# The UMAI system



## noxwaste (May 17, 2017)

Hello all.. I just now (today) saw this UMAI stuff and have a question... Do you *have*  to buy their vacuum sealer? Or can you just buy their bags? Like, what should I spring for when buying into their system? I already have a vacuum sealer at home. I imagine I can get the cure spices/seasonings cheaper than what they will sell them to me for. So really, do I only need their special bags? Or do they even have special bags? I imagine I can do more research when I get home this evening with access to YouTube, etc., but I'm impatient, and if I can place an order today for some stuff I will. Thanks!


----------



## noxwaste (May 17, 2017)

After doing a bit more research on my own, it seems as if the UMAI system you're "buying into" is only the bags/"mouse" pieces that go into the ends of the bags. Those bags seem a bit expensive if you were to get into this commercially, though...


----------



## browneyesvictim (May 17, 2017)

You can probably use the vac sealer you have, and yes you are really just buying their bags/mouse. But I will add my 2 cents worth about my experience with UMAI bags and my OLD sealer.

My OLD cheap sealer was automatic. In other words, it would draw a vacuum and then when it sensed a certain vacuum was reached it would start sealing automatically. I had no control of anything. The UMAi bags do not have the micro checkerboard shaped grooves or channels formed in the plastic like all other vacuum bags do to assist with drawing out all the air. So getting all the air out and a good vacuum becomes a challenge before it decides to seal. If you have a sealer that you can manually "pulse" the vacuum and then manually seal the plastic, you are golden.

This process can be further complicated if you have any fluids or liquids at all on the meat you are sealing. If blood or anything gets drawn into the vacmouse as you are drawing a vacuum, your screwed because it will foul it and collapse the foam and stop drawing a vacuum any further.

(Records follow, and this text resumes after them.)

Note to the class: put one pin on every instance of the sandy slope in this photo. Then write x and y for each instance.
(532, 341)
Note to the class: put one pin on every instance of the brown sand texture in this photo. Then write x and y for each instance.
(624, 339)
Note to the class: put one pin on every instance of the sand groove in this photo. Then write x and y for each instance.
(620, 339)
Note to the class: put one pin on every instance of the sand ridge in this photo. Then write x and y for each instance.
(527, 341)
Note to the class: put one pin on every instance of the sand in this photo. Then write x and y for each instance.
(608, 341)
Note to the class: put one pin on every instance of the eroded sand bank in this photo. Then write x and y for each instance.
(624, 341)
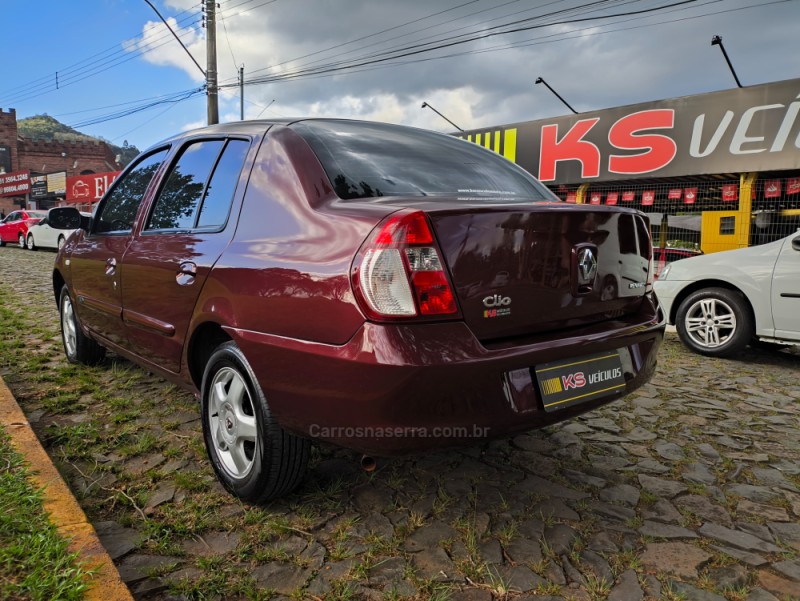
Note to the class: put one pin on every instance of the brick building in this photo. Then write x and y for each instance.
(42, 157)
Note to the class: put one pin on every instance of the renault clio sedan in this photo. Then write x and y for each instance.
(387, 289)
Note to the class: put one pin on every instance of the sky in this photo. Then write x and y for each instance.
(111, 68)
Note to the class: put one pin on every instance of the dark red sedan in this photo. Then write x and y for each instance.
(384, 288)
(14, 228)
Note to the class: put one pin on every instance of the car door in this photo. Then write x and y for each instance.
(185, 232)
(786, 290)
(95, 258)
(45, 235)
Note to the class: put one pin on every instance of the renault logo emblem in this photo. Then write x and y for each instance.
(587, 266)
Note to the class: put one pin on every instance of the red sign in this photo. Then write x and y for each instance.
(730, 192)
(772, 188)
(89, 188)
(16, 183)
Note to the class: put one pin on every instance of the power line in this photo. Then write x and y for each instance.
(415, 50)
(558, 37)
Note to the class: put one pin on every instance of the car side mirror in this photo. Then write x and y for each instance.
(67, 218)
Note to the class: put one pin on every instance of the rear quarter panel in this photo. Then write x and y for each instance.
(287, 269)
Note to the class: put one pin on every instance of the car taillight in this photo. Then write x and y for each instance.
(399, 271)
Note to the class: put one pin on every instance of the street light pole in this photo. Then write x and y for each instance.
(241, 93)
(425, 104)
(717, 41)
(541, 80)
(211, 61)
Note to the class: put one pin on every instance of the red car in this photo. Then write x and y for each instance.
(384, 288)
(14, 228)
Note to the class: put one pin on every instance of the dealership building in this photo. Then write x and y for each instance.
(714, 171)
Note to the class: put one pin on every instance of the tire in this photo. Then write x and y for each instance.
(253, 457)
(78, 347)
(715, 322)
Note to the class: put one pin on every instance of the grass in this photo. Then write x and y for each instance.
(34, 560)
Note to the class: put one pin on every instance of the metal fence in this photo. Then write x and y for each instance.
(676, 208)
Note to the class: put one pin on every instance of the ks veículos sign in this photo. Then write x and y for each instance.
(745, 129)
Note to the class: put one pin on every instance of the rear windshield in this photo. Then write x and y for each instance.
(368, 160)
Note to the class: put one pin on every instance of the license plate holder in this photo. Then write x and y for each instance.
(577, 380)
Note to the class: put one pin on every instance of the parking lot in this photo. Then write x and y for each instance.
(688, 489)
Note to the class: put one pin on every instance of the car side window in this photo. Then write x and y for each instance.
(219, 194)
(119, 208)
(199, 189)
(177, 203)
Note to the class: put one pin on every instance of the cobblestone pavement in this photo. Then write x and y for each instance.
(687, 489)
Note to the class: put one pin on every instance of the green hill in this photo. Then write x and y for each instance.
(45, 127)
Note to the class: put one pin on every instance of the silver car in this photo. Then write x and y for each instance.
(723, 301)
(42, 235)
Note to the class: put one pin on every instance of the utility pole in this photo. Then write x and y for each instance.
(241, 93)
(211, 56)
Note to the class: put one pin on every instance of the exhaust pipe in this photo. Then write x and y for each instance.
(368, 464)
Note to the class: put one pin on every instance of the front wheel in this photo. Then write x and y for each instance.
(78, 347)
(253, 457)
(715, 322)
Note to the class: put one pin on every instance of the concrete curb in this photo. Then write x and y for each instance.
(65, 512)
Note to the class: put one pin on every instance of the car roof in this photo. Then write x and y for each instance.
(259, 126)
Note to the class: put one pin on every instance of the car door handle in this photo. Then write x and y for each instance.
(186, 273)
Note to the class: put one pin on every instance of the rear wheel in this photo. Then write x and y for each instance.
(78, 347)
(715, 322)
(253, 457)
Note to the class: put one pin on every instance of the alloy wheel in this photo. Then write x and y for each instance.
(710, 322)
(68, 327)
(232, 422)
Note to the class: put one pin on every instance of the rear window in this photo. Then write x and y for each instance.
(369, 160)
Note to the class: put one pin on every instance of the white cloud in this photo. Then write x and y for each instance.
(480, 86)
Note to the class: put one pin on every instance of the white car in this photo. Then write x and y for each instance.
(723, 301)
(42, 235)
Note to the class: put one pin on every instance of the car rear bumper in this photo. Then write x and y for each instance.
(396, 389)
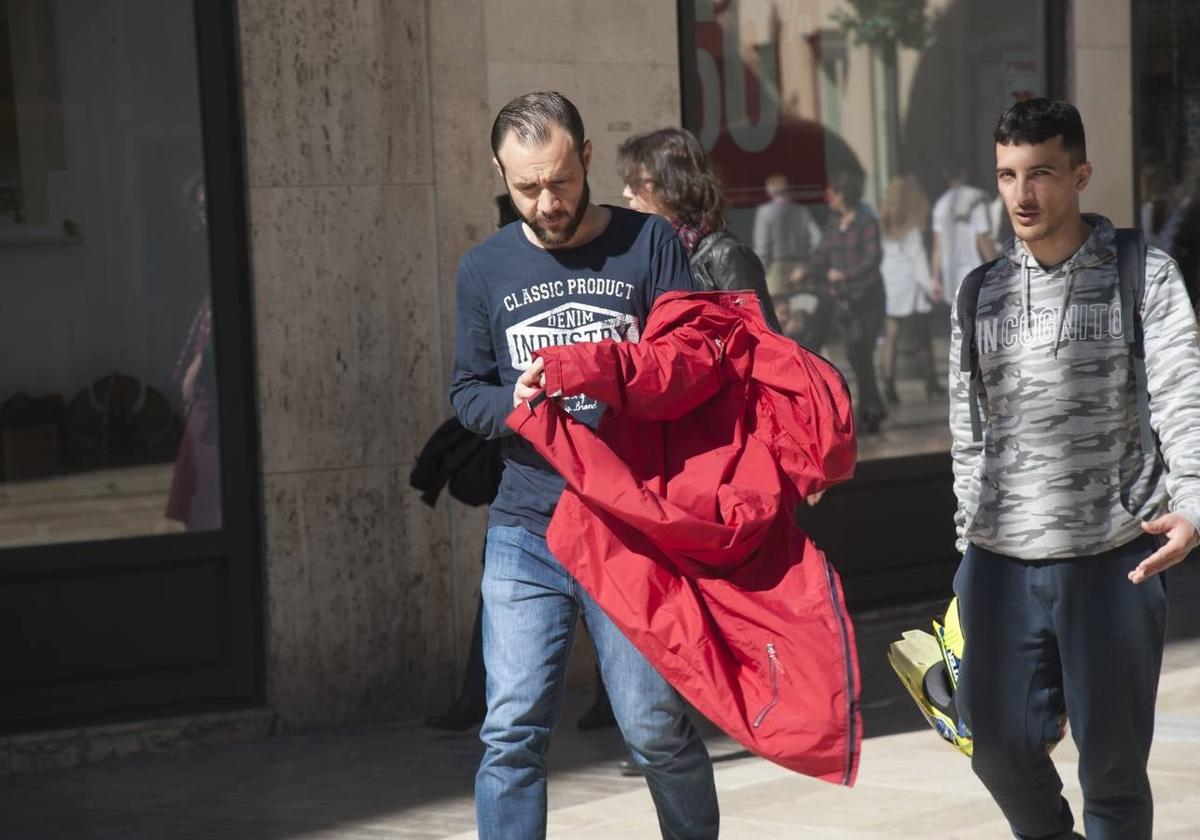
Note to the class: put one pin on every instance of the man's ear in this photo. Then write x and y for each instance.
(1083, 177)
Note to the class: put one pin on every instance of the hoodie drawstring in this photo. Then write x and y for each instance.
(1062, 309)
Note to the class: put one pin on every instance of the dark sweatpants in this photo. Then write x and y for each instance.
(1071, 636)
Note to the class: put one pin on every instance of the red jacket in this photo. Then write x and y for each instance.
(678, 519)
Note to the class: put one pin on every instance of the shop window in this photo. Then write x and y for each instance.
(1168, 109)
(108, 394)
(790, 95)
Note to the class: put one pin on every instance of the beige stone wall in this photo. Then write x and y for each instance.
(369, 175)
(1101, 85)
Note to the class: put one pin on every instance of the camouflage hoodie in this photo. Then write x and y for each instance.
(1060, 472)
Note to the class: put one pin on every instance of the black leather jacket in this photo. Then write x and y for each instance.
(723, 262)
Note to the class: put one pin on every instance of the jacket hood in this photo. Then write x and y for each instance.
(1099, 247)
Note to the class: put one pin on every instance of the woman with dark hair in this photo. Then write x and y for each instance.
(666, 172)
(847, 263)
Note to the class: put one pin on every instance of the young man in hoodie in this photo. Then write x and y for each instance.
(1066, 523)
(568, 271)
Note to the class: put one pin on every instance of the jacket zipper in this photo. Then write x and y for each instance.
(774, 684)
(846, 657)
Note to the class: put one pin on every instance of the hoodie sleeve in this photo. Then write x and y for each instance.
(478, 397)
(966, 455)
(663, 377)
(1173, 377)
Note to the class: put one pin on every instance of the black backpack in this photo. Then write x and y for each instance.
(1132, 271)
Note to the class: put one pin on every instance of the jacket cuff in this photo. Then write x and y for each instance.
(1189, 509)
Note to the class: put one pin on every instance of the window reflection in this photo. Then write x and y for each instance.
(1169, 135)
(108, 395)
(789, 96)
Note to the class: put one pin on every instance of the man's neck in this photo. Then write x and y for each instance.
(1063, 245)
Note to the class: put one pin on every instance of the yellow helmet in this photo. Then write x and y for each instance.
(928, 665)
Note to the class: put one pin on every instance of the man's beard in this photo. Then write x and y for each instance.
(552, 239)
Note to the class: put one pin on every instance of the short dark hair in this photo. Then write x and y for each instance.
(533, 115)
(847, 184)
(1042, 119)
(684, 183)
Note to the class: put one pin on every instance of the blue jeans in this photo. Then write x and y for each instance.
(1075, 637)
(531, 606)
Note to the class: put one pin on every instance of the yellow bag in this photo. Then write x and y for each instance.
(928, 665)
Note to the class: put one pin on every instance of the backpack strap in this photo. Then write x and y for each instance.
(1132, 271)
(969, 354)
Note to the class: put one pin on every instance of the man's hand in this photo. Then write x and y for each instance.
(1181, 538)
(529, 383)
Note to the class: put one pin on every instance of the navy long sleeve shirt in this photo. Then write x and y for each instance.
(515, 298)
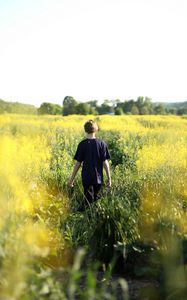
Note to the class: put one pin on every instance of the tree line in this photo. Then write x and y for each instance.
(141, 106)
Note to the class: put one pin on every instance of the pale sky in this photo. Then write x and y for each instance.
(92, 49)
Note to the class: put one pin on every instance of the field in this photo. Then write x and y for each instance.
(46, 242)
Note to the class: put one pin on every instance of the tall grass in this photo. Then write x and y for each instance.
(142, 217)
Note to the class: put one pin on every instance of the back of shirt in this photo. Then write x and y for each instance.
(92, 152)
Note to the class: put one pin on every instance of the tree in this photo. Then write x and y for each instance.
(83, 109)
(134, 110)
(159, 109)
(69, 106)
(105, 108)
(47, 108)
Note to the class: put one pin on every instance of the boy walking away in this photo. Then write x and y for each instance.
(92, 153)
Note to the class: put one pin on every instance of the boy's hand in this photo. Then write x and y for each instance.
(71, 183)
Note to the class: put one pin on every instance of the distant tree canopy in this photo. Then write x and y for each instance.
(141, 106)
(49, 109)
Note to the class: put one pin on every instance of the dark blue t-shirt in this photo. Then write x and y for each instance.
(92, 152)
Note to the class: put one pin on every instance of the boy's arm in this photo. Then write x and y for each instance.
(75, 170)
(106, 166)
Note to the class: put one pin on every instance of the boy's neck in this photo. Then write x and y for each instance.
(91, 135)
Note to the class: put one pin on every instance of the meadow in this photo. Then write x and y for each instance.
(141, 221)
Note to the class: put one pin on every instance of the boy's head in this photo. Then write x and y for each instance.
(90, 126)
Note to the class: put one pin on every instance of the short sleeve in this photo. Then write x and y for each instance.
(79, 153)
(105, 153)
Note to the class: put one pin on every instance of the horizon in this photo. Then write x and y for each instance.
(99, 102)
(97, 49)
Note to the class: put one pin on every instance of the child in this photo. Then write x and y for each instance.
(93, 154)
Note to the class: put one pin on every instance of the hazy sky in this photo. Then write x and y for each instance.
(92, 49)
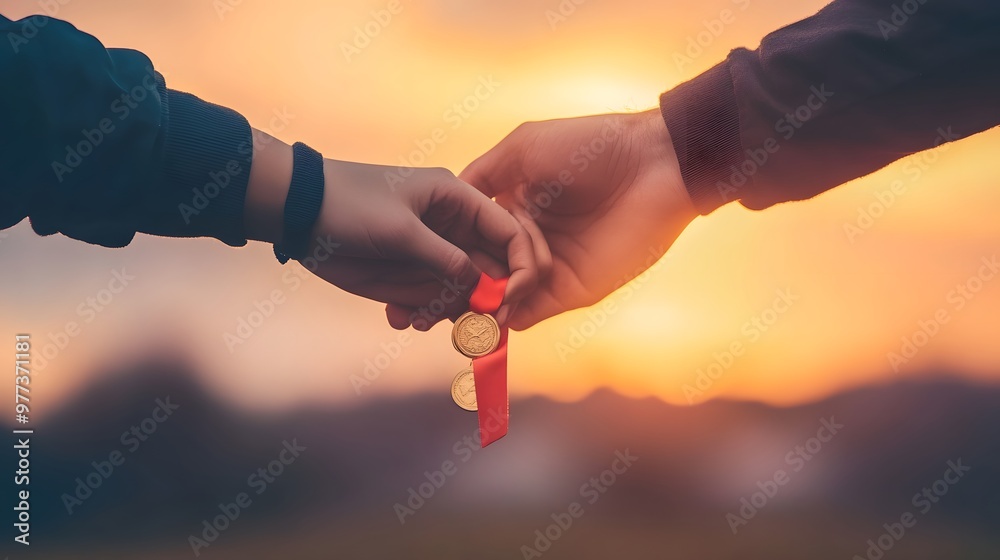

The UMAI stuff is spendy, but it does work. It is a great alternative If you don't have a specific dry curing chamber, and can do what you need to do in a refrigerator etc.


----------



## BGKYSmoker (May 19, 2017)

You can use just about any channel sealer. I use both VacMaster channel sealer and VM Chamber sealer.

CB uses his foodsaver with great results.


----------



## chopsaw (May 21, 2017)

I was using food saver , but now I just tie both ends . No vac .


----------



## daveomak (May 21, 2017)

chopsaw said:


> I was using food saver , but now I just tie both ends . No vac .


From what I have read, the meat must come in secure contact with the bag...

Create Dry Cured Meats in your refrigerator with special UMAi Dry[emoji]174[/emoji] technology

Unique UMAi Dry[emoji]174[/emoji] membrane technology creates a perfect dry curing environment
Use your home fridge to make capicola, bresaola, prosciutto, pancetta with no mess, no odors
Your result is delicious dry cured meats (charcuterie) that will impress your friends and family
You will be amazed when you create true gourmet charcuterie at home
This kit includes:

UMAi Dry[emoji]174[/emoji] 8" x 18" 2 pieces
Suitable for 6-8 lbs. of meat
UMAi Dry[emoji]174[/emoji] 10" x 11" 3 pieces 
Suitable for 4-5 lbs. of meat
VacMouse[emoji]174[/emoji] channel vacuum adapter strips - 5 pieces
6 tsps. InstaCure #2  
Enough to cure 30 lbs. of meat
0.5 oz. Juniper berries
*This kit requires use of a vacuum sealer*


----------



## chopsaw (May 21, 2017)

Hey Dave , how ya doin bud ? I'm speaking of sausage and should have made that clear . As far as I know they don't require vac seal for the sausage anymore .  If you look at the details of the salami kits it say no vac sealer required . 

https://www.drybagsteak.com/shop-umai-salumi-kits.php


----------



## daveomak (May 21, 2017)

Right....   stuff them as you would a natural casing...

*UMAi Dry Sausage Casing Packet (50mm) Features:*

Includes recipe and use guide
Moisture-permeable material 
Suitable for 25-30 lbs of meat
Will not rupture during stuffing or while hanging
Does not need to be poked like natural or collagen casings
Finished product will not have hard-to-chew rind
Includes 30ft of casing and zip ties for 25-30lbs of meat
Prevents odors and molding
Peels easily after drying
Seal with zip ties
Item # : 50CASRTL
_Easy Use:_


Cut meat into strips
Chill
Cube
Chill
Season
Mix stiff
Chill
Stuff into UMAi Dry casing
Zip tie 
Hang to ferment at room temperature
Dry in fridge
Peel, slice, and enjoy! 

_Usage Ideas_:


Salami
Spanish Chorizo
Pepperoni
Soppressata
Sujuk
http://Landjagger


----------



## BGKYSmoker (May 21, 2017)

chopsaw said:


> Hey Dave , how ya doin bud ? I'm speaking of sausage and should have made that clear . As far as I know they don't require vac seal for the sausage anymore .  If you look at the details of the salami kits it say no vac sealer required .
> 
> https://www.drybagsteak.com/shop-umai-salumi-kits.php


You really dont need a vac sealer for UMAi sausage. I just tie most of the time. I find the zip tie can cut the bags.


----------